Wirtschaftskalender: Gestern Fed, heute EZB

Zusammenfassung:

  • EZB-Treffen ist heute zwar das wichtigste, aber nicht das einzige Ereignis
  • Britische Einzelhandelsumsätze interessant für GBP-Händler
  • Schwedischer Inflationsbericht wichtig, da Riksbank an einer Zinserhöhung in diesem Jahres festhält

Die Federal Reserve hatte gestern bereits ihren wichtigen Termin, nun ist die EZB dran. Es wird erwartet, dass sie im letzten Quartal diesen Jahres ihr Anleihekaufprogramm beenden wird. Bevor wir jedoch zur EZB-Sitzung übergehen, werfen wir einen Blick auf zwei wichtige Berichte aus Großbritannien und Schweden.

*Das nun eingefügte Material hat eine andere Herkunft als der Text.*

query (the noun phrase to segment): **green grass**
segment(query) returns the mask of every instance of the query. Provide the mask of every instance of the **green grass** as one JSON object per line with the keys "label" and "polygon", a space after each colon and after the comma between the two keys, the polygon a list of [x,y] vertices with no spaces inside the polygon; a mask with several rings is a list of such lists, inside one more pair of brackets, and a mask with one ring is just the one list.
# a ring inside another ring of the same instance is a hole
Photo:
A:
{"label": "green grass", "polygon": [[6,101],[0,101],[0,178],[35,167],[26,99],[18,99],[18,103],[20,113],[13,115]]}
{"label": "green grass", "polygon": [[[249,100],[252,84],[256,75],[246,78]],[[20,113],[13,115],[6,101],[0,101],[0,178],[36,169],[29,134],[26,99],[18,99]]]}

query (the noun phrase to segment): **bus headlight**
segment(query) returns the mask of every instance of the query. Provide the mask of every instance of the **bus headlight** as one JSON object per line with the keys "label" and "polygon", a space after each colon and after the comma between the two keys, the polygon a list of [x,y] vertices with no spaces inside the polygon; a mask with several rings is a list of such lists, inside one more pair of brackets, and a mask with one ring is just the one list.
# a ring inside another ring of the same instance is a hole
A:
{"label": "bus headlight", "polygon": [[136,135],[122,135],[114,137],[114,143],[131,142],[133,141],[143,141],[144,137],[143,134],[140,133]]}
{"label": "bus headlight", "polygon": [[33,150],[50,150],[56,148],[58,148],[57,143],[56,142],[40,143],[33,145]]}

9:30 Uhr | Schweden, Inflationsbericht (Mai): Die heutigen Inflationsdaten aus Schweden werden voraussichtlich über der jüngsten Riksbank-Prognose liegen und könnten somit die relativ begrenzten Erwartungen für eine Zinserhöhung in diesem Jahr fördern (die Zentralbank rechnet mit einer Veränderung im vierten Quartal). Wenn dem so ist, könnte der SEK Unterstützung angeboten werden und sich in einer Aufwertung gegenüber dem US-Dollar wiederspiegeln. Es wird erwartet, dass der Verbraucherpreisindex von 1,7% auf 1,9% im Jahresvergleich steigt und die CPIF (Wert, auf den Riksbank achtet) von 1,9% auf 2,1%.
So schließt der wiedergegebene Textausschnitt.